As a parent, model a healthy relationship towards money so that your child will emulate you. Show him how your self-worth is not dependent on your salary.
Let him know how wonderful it is to share one’s assets by letting him know about giving charity. Let him see that you are at peace with how much money you have. Teach him that money is not everything.
You do not fight about money. You do not become overly obsessed with it. Make sure to convey that relationships and values do not have a price tag.
They are the most precious currency.
The famous marshmallow study proved the long-term advantages of teaching fiscal responsibility to children. In the 1960s, psychologist Walter Mischel developed a test of emotional self-control that involved offering marshmallows to the four-year-old children of Stanford professors, graduate students, and employees.
The kids were brought into a room at Stanford one by one and given a marshmallow.
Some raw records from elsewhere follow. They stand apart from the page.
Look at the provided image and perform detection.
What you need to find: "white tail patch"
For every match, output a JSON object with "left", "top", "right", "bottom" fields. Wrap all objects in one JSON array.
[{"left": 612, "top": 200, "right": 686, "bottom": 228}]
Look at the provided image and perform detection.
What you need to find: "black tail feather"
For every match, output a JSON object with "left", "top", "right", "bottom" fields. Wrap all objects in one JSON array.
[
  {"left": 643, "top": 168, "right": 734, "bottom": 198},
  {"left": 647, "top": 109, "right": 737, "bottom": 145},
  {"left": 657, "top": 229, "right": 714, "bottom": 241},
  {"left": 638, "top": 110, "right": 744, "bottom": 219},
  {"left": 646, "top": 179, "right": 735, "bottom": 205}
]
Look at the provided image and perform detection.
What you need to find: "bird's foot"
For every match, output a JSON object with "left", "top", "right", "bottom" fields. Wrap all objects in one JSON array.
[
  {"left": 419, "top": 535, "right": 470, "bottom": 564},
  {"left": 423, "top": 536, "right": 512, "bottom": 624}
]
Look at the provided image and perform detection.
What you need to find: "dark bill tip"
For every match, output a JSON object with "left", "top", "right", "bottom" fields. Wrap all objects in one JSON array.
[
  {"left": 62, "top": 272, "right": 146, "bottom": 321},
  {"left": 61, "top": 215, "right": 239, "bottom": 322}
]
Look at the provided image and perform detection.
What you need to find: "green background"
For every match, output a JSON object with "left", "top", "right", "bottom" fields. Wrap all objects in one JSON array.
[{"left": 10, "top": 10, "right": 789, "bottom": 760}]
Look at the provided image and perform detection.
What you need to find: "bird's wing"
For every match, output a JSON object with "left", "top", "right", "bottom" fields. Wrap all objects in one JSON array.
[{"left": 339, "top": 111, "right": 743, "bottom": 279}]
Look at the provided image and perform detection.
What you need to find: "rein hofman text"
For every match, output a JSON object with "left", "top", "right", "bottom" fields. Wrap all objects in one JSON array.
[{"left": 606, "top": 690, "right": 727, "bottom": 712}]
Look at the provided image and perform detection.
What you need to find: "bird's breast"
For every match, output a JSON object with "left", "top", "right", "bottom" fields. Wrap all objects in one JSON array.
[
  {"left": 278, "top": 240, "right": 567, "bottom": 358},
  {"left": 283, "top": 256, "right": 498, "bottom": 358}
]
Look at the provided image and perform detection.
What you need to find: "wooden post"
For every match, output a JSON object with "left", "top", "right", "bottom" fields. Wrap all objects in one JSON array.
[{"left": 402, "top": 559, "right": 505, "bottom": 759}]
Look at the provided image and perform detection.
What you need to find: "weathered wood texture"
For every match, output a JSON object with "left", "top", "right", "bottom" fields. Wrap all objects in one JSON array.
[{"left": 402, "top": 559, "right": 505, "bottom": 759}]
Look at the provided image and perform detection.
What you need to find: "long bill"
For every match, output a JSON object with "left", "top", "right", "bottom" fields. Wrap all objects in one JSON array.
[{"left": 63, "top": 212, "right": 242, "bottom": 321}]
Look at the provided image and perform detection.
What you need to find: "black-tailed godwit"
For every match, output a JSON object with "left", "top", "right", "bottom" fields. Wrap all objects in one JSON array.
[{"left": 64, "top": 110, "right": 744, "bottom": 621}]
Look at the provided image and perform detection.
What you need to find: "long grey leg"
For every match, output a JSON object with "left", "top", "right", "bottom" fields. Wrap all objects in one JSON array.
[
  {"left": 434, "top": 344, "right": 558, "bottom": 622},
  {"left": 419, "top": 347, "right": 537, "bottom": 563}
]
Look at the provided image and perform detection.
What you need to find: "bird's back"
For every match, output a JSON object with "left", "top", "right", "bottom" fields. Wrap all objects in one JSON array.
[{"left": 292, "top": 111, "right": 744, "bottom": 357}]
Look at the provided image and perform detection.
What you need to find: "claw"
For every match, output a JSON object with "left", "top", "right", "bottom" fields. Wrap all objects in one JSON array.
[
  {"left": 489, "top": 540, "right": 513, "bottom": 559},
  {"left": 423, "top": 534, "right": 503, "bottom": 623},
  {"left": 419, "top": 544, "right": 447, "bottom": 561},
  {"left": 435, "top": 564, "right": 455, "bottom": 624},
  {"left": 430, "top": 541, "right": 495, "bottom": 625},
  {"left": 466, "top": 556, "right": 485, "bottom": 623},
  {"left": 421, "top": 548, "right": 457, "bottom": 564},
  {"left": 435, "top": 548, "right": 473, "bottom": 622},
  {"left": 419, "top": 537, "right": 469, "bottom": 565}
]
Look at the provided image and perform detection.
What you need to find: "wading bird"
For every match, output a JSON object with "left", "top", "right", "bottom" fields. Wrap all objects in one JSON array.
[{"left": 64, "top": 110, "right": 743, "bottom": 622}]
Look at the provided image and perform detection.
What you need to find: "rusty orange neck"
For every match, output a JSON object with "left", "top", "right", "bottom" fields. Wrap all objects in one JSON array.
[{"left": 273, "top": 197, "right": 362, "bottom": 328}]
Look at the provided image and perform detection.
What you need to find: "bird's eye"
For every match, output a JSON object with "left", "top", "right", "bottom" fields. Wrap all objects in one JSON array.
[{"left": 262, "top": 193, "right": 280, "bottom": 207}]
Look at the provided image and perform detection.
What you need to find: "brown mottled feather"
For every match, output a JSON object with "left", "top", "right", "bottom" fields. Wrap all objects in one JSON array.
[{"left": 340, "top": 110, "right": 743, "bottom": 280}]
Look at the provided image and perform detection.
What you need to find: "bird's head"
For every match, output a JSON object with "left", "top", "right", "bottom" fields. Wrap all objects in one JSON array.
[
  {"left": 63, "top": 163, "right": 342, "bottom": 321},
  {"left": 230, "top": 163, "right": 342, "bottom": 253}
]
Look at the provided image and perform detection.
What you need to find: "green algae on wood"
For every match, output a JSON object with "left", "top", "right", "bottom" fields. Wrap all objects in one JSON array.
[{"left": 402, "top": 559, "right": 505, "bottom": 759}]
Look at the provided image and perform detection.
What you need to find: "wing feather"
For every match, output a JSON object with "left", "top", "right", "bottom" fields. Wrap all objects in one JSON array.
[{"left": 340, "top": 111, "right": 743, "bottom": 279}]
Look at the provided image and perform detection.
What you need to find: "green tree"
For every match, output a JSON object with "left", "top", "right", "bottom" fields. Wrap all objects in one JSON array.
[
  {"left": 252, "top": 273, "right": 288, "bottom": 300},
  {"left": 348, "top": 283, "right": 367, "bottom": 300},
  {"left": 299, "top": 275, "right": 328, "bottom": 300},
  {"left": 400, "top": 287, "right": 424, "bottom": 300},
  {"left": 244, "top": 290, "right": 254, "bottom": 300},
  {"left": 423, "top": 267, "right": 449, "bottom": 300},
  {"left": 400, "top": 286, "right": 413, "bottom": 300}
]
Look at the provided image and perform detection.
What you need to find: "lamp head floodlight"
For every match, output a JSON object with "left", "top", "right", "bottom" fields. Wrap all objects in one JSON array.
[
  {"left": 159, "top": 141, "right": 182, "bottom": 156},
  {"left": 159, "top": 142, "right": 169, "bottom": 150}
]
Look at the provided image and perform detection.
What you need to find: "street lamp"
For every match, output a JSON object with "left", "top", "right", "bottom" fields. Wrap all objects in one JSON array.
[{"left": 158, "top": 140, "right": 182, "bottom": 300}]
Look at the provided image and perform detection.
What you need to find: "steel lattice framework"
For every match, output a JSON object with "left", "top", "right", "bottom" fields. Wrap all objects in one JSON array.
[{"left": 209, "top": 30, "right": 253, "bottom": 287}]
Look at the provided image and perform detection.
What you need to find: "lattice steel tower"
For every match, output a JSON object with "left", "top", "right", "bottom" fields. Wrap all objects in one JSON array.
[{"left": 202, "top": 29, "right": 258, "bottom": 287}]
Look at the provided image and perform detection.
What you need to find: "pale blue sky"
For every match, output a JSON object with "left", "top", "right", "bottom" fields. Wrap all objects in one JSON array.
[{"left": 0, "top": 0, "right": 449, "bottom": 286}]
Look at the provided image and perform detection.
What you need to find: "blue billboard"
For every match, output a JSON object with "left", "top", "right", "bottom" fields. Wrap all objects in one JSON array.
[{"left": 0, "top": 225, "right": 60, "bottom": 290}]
They were given a choice to eat it then, but if they wait for about twenty minutes until the researcher returns from a pretend errand, they will receive two marshmallows. Researchers observed the children through a one-way mirror. Some of them were able to wait the twenty minutes until the researcher returned and then received their second marshmallow.
They found ways to divert themselves from thinking about the marshmallow: some covered their eyes so they wouldn’t have to see the treat; others rested their head in their arms, played games with their hands, sang songs, or even tried to take a nap. Others consumed the marshmallow as soon as the researcher left the room.
Fourteen years later, the kids were interviewed. The results were dramatic: the kids who were able to wait for the second marshmallow were, as eighteen-year-olds, more socially competent, less likely to collapse under stress, better able to deal with challenges, and more self-reliant, and on average, they scored 210 points higher on their SATs than those who were unable to delay gratification!
Why were some of the four-year-olds able to figure out that it was in their best interest to delay gratification while others were not? And why did learning self-control at age four have such a dramatic effect on their lives as adolescents? The answer, in a word, is reflection.
- Parents taught the two-marshmallow kids to reflect on their feelings in terms of their choices (“I can have one now, but I can have two later.”).
- Their values (“I prioritize long-term over short-term satisfaction”)
- And consequences (“I will satisfy my hunger better if I wait versus satisfying it temporarily if I eat one immediately”). These lessons lasted throughout the child’s lifetime.